In the 1 Corinthians 13 passage on love, Paul approaches a similar idea from an opposite direction, “Love never ends. But if there are prophecies, they will be set aside; if there are tongues, they will cease; if there is knowledge, it will be set aside. For we know in part, and we prophesy in part, but when what is perfect comes, the partial will be set aside. When I was a child, I talked like a child, I thought like a child, I reasoned like a child. But when I became an adult, I set aside childish ways. For now we see in a mirror indirectly, but then we will see face to face. Now I know in part, but then I will know fully, just as I have been fully known. And now these three remain: faith, hope, and love. But the greatest of these is love.”

 

Then the angel I saw standing on the sea and on the land raised his right hand to heaven and swore by the one who lives forever and ever, who created heaven and what is in it, and the earth and what is in it, and the sea and what is in it, “There will be no more delay! But in the days when the seventh angel is about to blow his trumpet, the mystery of God is completed, just as he has proclaimed to his servants the prophets.”

The angel spans all three tiers of the heavens, waters, and land creation model we’ve looked at in earlier classes. His size is possibly intended to portray this angel as more awesome than the Greek or Roman gods.

Daniel 12 asks, “How long?” Here the angel says, “There will be no more delay.”

Daniel 12:4-7

But you, Daniel, close up these words and seal the book until the time of the end. Many will dash about, and knowledge will increase.” 

I, Daniel, watched as two others stood there, one on each side of the river. One said to the man clothed in linen who was above the waters of the river, “When will the end of these wondrous events occur?” Then I heard the man clothed in linen who was over the waters of the river as he raised both his right and left hands to the sky and made an oath by the one who lives forever: “It is for a time, times, and half a time. Then, when the power of the one who shatters the holy people has been exhausted, all these things will be finished.”

Then the voice I had heard from heaven began to speak to me again, “Go and take the open scroll in the hand of the angel who is standing on the sea and on the land.” So I went to the angel and asked him to give me the little scroll. He said to me, “Take the scroll and eat it. It will make your stomach bitter, but it will be as sweet as honey in your mouth.”

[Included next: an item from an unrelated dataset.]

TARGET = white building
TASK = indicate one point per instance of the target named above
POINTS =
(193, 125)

So I took the little scroll from the angel’s hand and ate it, and it did taste as sweet as honey in my mouth, but when I had eaten it, my stomach became bitter. Then they told me: “You must prophesy again about many peoples, nations, languages, and kings.”

Ezekiel 3

He said to me, “Son of man, eat what you see in front of you—eat this scroll—and then go and speak to the house of Israel.” So I opened my mouth and he fed me the scroll.

He said to me, “Son of man, feed your stomach and fill your belly with this scroll I am giving to you.” So I ate it, and it was sweet like honey in my mouth.

He said to me, “Son of man, go to the house of Israel and speak my words to them.

The man goes on to say the people of Israel won’t listen

“Take” and “eat” may just be words in common use, but it is worth considering whether they recall Jesus’ words at the Last Supper and Eve’s Genesis 3 failed temptation.